According to Dr. Geschwind, I had a "fantastic response" to the chemoembolization treatments. The tumor on my right lobe has shrunk by about 1.5 cm from 6.5 cm to 5.0 cm. Also much of the tumor seems to be in a state of necrosis. This means it's dead. So I sing "Die, die, die my darling!" in my best punk growl.
It's actually not completely dead. There could be some living cancer cells on the edge of the tumor that are too hard to see in the scan. But with the majority of the tumor being killed off, there is very little chance that it will grow anytime soon. This was a major issuee when I was first diagnosed because this tumor could block off my bile ducts if it expanded and then I would have major health problems and possibly liver failure. By getting it's growth under control, I have bought myself time to fight against the tumor that is in the left lobe of my liver and the cancer cells in my lymphatic system.

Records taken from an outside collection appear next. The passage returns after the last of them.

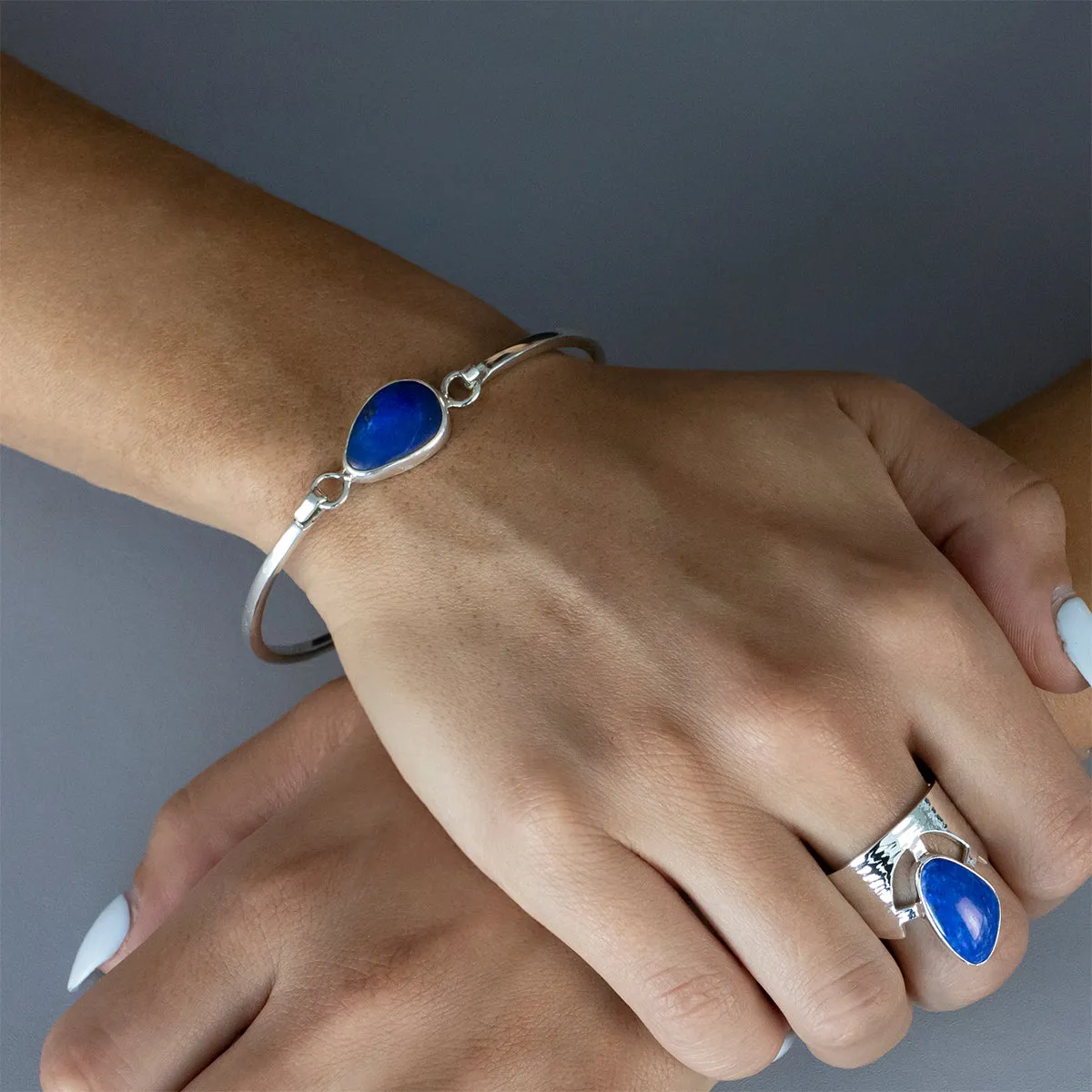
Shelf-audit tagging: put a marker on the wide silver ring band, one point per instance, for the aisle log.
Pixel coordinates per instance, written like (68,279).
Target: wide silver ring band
(879,883)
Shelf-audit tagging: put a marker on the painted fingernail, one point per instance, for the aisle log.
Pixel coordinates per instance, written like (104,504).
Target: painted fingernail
(1075,628)
(103,939)
(786,1046)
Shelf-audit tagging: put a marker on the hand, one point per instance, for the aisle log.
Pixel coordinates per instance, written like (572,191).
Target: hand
(301,922)
(649,643)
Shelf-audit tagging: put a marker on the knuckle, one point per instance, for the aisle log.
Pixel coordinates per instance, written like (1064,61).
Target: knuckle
(1066,863)
(1033,503)
(81,1059)
(915,605)
(856,1006)
(702,1018)
(175,823)
(541,822)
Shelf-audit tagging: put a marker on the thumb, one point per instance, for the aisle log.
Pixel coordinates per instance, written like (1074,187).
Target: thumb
(999,523)
(217,809)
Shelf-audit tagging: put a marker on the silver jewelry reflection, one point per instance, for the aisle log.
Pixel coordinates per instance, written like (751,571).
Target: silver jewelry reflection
(884,883)
(316,502)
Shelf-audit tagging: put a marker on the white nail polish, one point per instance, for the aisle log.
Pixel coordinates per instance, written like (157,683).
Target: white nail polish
(103,939)
(786,1046)
(1075,628)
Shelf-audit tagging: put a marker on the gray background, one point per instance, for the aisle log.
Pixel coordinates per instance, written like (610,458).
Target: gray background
(898,188)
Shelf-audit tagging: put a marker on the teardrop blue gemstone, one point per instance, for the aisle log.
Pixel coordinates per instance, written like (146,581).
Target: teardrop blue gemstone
(398,420)
(962,906)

This news, which I received today, caps off a busy few days as far as my health and medical status go. Last Friday, I had a port installed under the skin in my chest. This port will allow a nurse to hook up an IV for me to receive chemotherapy treatment without having to poke my arm. Saturday morning, I was experiencing some new, sharp pain in my abdomen which warranted a visit to the emergency room. Oh the stories and frustrations I could speak of, but suffice to say, I was happy to leave the next day after no doctor could figure out what was wrong with me.

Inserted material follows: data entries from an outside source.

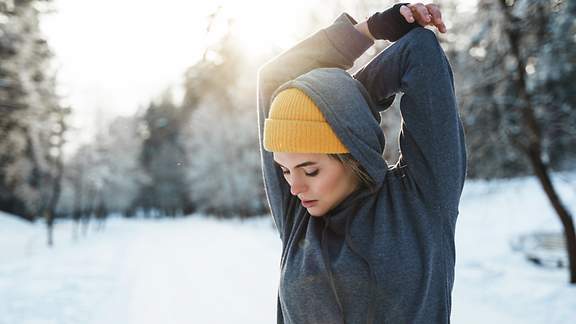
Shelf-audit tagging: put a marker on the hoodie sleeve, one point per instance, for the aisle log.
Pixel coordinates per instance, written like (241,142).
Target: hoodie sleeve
(337,45)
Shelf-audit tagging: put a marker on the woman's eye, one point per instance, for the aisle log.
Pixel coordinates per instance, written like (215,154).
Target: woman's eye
(313,174)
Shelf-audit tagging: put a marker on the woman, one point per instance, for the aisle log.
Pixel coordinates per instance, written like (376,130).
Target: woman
(363,242)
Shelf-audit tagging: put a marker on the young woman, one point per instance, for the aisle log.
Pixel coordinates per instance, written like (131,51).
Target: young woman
(363,242)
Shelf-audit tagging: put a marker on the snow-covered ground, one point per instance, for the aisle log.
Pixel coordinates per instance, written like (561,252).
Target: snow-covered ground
(201,270)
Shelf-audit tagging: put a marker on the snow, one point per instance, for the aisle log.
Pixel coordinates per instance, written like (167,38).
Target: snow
(203,270)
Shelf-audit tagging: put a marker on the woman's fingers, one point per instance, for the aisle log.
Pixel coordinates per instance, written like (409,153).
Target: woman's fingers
(434,10)
(420,13)
(424,14)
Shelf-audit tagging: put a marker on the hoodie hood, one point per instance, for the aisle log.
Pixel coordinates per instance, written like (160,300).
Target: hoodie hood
(355,119)
(350,111)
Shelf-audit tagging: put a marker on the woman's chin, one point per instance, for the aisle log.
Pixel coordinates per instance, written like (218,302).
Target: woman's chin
(314,211)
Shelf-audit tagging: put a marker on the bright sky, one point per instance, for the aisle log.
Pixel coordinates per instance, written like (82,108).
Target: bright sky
(114,56)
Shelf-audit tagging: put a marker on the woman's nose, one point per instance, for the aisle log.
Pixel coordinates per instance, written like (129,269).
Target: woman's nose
(297,186)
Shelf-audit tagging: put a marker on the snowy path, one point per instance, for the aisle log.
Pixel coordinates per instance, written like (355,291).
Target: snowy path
(200,271)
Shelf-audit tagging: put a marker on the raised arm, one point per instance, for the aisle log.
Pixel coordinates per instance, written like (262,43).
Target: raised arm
(337,45)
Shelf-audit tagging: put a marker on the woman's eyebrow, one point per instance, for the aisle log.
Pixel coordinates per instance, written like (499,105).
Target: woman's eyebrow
(303,164)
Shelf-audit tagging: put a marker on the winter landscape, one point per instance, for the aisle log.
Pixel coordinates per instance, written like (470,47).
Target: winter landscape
(201,270)
(131,184)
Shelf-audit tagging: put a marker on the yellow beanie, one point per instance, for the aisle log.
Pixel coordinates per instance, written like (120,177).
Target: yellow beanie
(295,124)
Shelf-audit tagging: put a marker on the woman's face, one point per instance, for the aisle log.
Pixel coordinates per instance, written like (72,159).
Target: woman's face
(318,178)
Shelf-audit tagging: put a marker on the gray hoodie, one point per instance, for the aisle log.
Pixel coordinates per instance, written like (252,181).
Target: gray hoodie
(384,255)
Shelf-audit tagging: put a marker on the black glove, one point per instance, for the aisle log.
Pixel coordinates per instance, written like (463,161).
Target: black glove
(390,24)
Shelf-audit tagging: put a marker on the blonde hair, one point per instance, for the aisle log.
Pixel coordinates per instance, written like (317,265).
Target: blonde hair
(354,165)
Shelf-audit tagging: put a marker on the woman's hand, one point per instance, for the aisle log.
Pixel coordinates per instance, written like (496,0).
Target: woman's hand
(423,14)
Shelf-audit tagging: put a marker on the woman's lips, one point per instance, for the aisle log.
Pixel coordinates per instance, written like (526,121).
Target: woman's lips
(308,203)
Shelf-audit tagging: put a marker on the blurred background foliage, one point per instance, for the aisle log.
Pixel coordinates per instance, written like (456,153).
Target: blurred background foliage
(514,64)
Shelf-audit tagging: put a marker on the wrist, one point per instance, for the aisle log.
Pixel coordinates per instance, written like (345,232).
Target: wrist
(363,28)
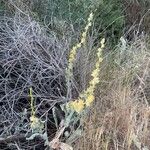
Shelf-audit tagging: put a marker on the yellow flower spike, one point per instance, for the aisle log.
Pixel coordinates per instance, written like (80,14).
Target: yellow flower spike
(77,105)
(95,73)
(103,41)
(90,17)
(89,100)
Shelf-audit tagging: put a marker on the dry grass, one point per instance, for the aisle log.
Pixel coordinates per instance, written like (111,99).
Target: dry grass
(119,118)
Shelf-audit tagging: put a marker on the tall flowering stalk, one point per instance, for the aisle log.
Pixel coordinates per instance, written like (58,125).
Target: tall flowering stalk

On Monday, I met with Dr. Rebecca Moss, my oncologist at the Cancer Institute of NJ (affiliated with Robert Wood Johnson Hospital and UMDNJ). We spoke about starting systemic chemotherapy soon. The main purpose of this chemo regimen would be to try to clear my lymph system of cancerous cells - something that can't be done with localized treatment like chemoembolization. Dr. Moss convinced me to be in a clinical trial which will combine the drugs gemcitabine (which is pretty standard in the treatment of cholangiocarcinoma) with a new drug called plitidepsin. My thoughts are that I can always step out of the clinical trial if things aren't going well, but I can't get in if I start a different regimen first. This clinical trial will start April 6th for me. I'll be participating for at least two months, possibly longer. Hopefully, besides clearing my lymph system, the chemo will also attack the tumors on my liver.
Tuesday, Sarah and I went down to Baltimore for the aforementioned MRI. We spent some times with friends of mine from DC and Baltimore and then returned on Wednesday. And here we are on Thursday and the good news comes on the phone... Things are looking up - but there's still a long way to go.
Until April 6th, I don't have much going on. Sarah and I may make a short trip out of town to visit my relatives in South Jersey. I do have to go to the Cancer Institute on Monday for a blood transfusion as my hemoglobin count is low. This means I'm a bit anemic and would explain my overall fatigue over the past few weeks. Hopefully the new blood will give me some good energy. And telepathic powers.